Biting into the thin layer of skin wasn’t the problem, but the tearing… The tearing was different. Another wave of nausea had August releasing her wrist and doubling over, getting sick on the forest floor once again.

The pain and the nausea and the panic and the dark were closing in on every side. August risked a glance at her arm and saw a small bit hanging where the bright pain from her tearing skin had blinded her. She groaned, realizing it was doubtful that she could finish what had been started.

From somewhere nearby, a twin groan matched hers. A wild groan. Her eyes that had been hazy with pain flew open, and she shot up in terror.

The forest had been eerily silent, but now something else was here. Something wild. And she instantly understood that it was much more terrifying than Jonathan.

As she sprinted away from the sound, the pattering of footfalls echoed behind her, weaving through the darkness. A low growl had her whipping her head around to look for the creature that now sounded so close, but all she saw were shadows.

With every breath as she ran, high desperate noises started to escape from her—the terror so gripping now that she didn’t even notice. Her awareness consisted only of the darkness chasing her. Somehow even her pain had fled, bleeding out behind her—unable to keep up.

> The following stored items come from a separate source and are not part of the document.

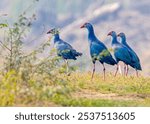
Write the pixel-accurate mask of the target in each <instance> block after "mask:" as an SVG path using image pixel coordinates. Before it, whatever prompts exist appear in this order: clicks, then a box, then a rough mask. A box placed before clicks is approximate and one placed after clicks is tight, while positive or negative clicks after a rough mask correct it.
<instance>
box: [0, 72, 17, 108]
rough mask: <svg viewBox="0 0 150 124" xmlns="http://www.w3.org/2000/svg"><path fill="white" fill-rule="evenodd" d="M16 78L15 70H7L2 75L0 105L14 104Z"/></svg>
mask: <svg viewBox="0 0 150 124" xmlns="http://www.w3.org/2000/svg"><path fill="white" fill-rule="evenodd" d="M18 80H19V78H18V76H17V75H16V73H15V71H10V72H7V73H6V74H5V76H3V77H2V79H1V82H0V106H12V105H14V103H15V97H16V91H17V82H18Z"/></svg>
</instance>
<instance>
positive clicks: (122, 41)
mask: <svg viewBox="0 0 150 124" xmlns="http://www.w3.org/2000/svg"><path fill="white" fill-rule="evenodd" d="M121 43H122V44H124V45H127V42H126V37H121Z"/></svg>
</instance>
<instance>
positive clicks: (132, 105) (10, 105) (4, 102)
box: [0, 72, 150, 107]
mask: <svg viewBox="0 0 150 124" xmlns="http://www.w3.org/2000/svg"><path fill="white" fill-rule="evenodd" d="M58 77H59V78H60V79H63V80H56V81H55V82H53V80H54V79H53V80H52V79H51V78H52V77H50V78H49V77H48V78H42V79H41V78H40V77H33V79H32V80H30V81H29V82H28V83H26V82H23V81H22V80H21V78H20V77H19V76H16V75H15V74H14V73H13V72H10V73H8V74H7V75H5V76H3V77H1V84H0V98H1V99H0V106H123V107H124V106H150V78H148V77H147V78H146V77H139V78H137V77H133V76H129V77H123V76H120V75H118V76H117V77H114V76H113V75H111V74H107V76H106V80H105V81H104V80H103V78H102V75H100V74H95V76H94V79H93V81H91V73H72V74H71V76H66V75H65V74H60V75H58ZM37 78H39V79H38V82H37V80H35V79H37ZM10 84H11V85H10ZM8 91H9V92H11V94H9V93H8Z"/></svg>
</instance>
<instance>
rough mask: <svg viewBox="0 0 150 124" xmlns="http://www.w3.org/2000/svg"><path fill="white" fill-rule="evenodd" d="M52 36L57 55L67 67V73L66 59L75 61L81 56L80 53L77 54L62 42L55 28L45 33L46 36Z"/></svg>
mask: <svg viewBox="0 0 150 124" xmlns="http://www.w3.org/2000/svg"><path fill="white" fill-rule="evenodd" d="M50 33H51V34H53V35H54V45H55V47H56V50H57V55H58V56H60V57H62V58H63V59H64V60H65V62H66V66H67V73H68V72H69V67H68V61H67V60H68V59H73V60H76V59H77V57H78V56H81V55H82V53H80V52H77V51H76V50H75V49H74V48H73V47H72V46H71V45H70V44H68V43H67V42H65V41H63V40H62V39H61V38H60V36H59V30H58V29H56V28H53V29H51V30H49V31H48V32H47V34H50Z"/></svg>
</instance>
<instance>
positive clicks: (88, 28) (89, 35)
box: [88, 27, 97, 41]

But adrenaline can only do so much, and soon August became light-headed from the exertion. Her legs started to buckle even as she kept leaping forward, but there was nowhere to go. No way out. Only the last of her adrenaline rush to ride until a sure, fateful end.

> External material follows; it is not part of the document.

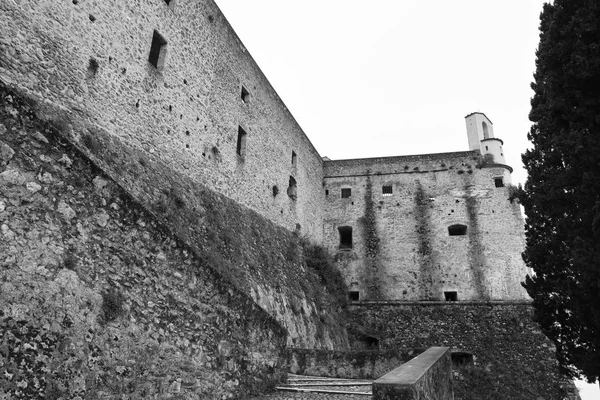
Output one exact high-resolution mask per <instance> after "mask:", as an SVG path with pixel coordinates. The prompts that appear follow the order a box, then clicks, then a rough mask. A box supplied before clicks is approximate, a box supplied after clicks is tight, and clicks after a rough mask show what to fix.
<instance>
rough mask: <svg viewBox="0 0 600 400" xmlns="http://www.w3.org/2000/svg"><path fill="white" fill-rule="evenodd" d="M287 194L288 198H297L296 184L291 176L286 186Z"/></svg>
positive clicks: (295, 182)
mask: <svg viewBox="0 0 600 400" xmlns="http://www.w3.org/2000/svg"><path fill="white" fill-rule="evenodd" d="M288 196H290V199H292V200H296V198H297V185H296V180H295V179H294V177H293V176H290V183H289V186H288Z"/></svg>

Just then, August caught sight of a flurry of fur—a huge animal now jogging alongside her in the shadows. With a stuttered gasp, she jumped and turned away from the creature only to find herself running right off the edge of a steep embankment. And then she was flailing—tumbling, rolling, falling—wet leaves and earth spinning faster and faster around her until, mid-fall, she slammed against a broad tree trunk.

A lightening rod of pain shattered along her spine, and everything came to an abrupt halt as she crumpled. The pain that had fled now engulfed her completely.

Flat against the earth, August tried to raise her head—took one desperate gasp for air—and became instantly aware of the creature hovering over her. This was it—the reality of looming death washing over her even as excruciating pain had every inch of her burning.

But instead of the snarls and lunge she anticipated, there was a whine. Massive paws pacing. A wet nose nudging her and sniffing her wrist.. And then the creature bit into her, and everything went mercifully black.